Pour le malus, c’est la même chose, mais en sens inverse. Dès le 1er janvier 2022, il s’appliquera non plus à partir de 133 g de CO2/km mais de 128 g (on sait même à quel seuil il démarrera en 2023, 123 g). Ceux qui s’acquitteront de la taxe maximale du malus, devront régler 40 000 euros en 2022 pour les véhicules de plus de 223 g de CO2/km.

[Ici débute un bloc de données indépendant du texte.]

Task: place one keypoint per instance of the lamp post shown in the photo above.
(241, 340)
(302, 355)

Et cerise sur le gâteau, le 1er janvier 2022 marquera aussi l’entrée en vigueur d’une nouvelle taxe, le malus au poids, qui taxera les véhicules de plus de 1,8 tonne, à raison de 10 euros par kilo au-delà de ce seuil (1).

 

Alors certes, le PLF 2022 ne rimera pas avec "grand soir fiscal" pour les automobilistes, mais n’inversera pas non plus la tendance qui consiste à faire de la voiture (et de l’automobiliste) d’excellents contributeurs en termes d’impôts, pour ne pas utiliser une formule plus imagée.

 

Car, dans le même temps, à côté de la fiscalité, il y a toutes les contraintes de circulation imposées à la voiture : zones à faibles émissions dans lesquelles les véhicules les plus anciens sont (ou vont) être interdits, sans oublier la généralisation des limitations de vitesse à 30 km/heure dans un certain nombre de grandes villes, dont Paris. La proximité de l’échéance présidentielle aiguise d’ailleurs l’imagination des candidats. Dernier "ballon d’essai" en date, celui d’Anne Hidalgo.

 

La maire de Paris et candidate à l’Elysée s’est ainsi déclarée favorable à une baisse de la vitesse sur autoroute à 110 km/h, au nom de la sécurité routière. Comme le rappelle Le Point, "cette mesure de baisse de la limitation de vitesse à 110 km/h sur l’autoroute, projet défendu par la convention citoyenne pour le climat, avait été rejetée massivement par les usagers de la route en juin 2020 lors d’une consultation qui avait recueilli plus de 700 000 signatures en une semaine" (2).

 

Que ceux que cet inventaire à la Prévert décourage, ne se laissent pas abattre. Une étude de l’Association des acteurs de l'autopartage (AAA) vient de nous apprendre que les services d’autopartage ont bien résisté pendant la crise de la Covid-19 et qu’ils concernent aujourd’hui 700 communes dans l’Hexagone (sans compter les solutions déployées au sein des entreprises) (3). Alors, plutôt que d’affronter seuls les obstacles à la voiture, pourquoi ne pas rejoindre les 294 000 Français qui, selon cette étude, ont utilisé en 2020 un service d’autopartage. L’union fait la force…

 

L’Arval Mobility Observatory

 

  • (1) Un abattement de 400 kg est toutefois prévu pour les entreprises qui feront l’acquisition d’un véhicule de huit ou neuf places.
  • (2) 110 km sur autoroute : Anne Hidalgo et son éloge de la lenteur. Le Point 21 septembre 2021.
  • (3) L'autopartage français a résisté à la crise sanitaire. Le Journal de l’Automobile, 23 septembre 2021.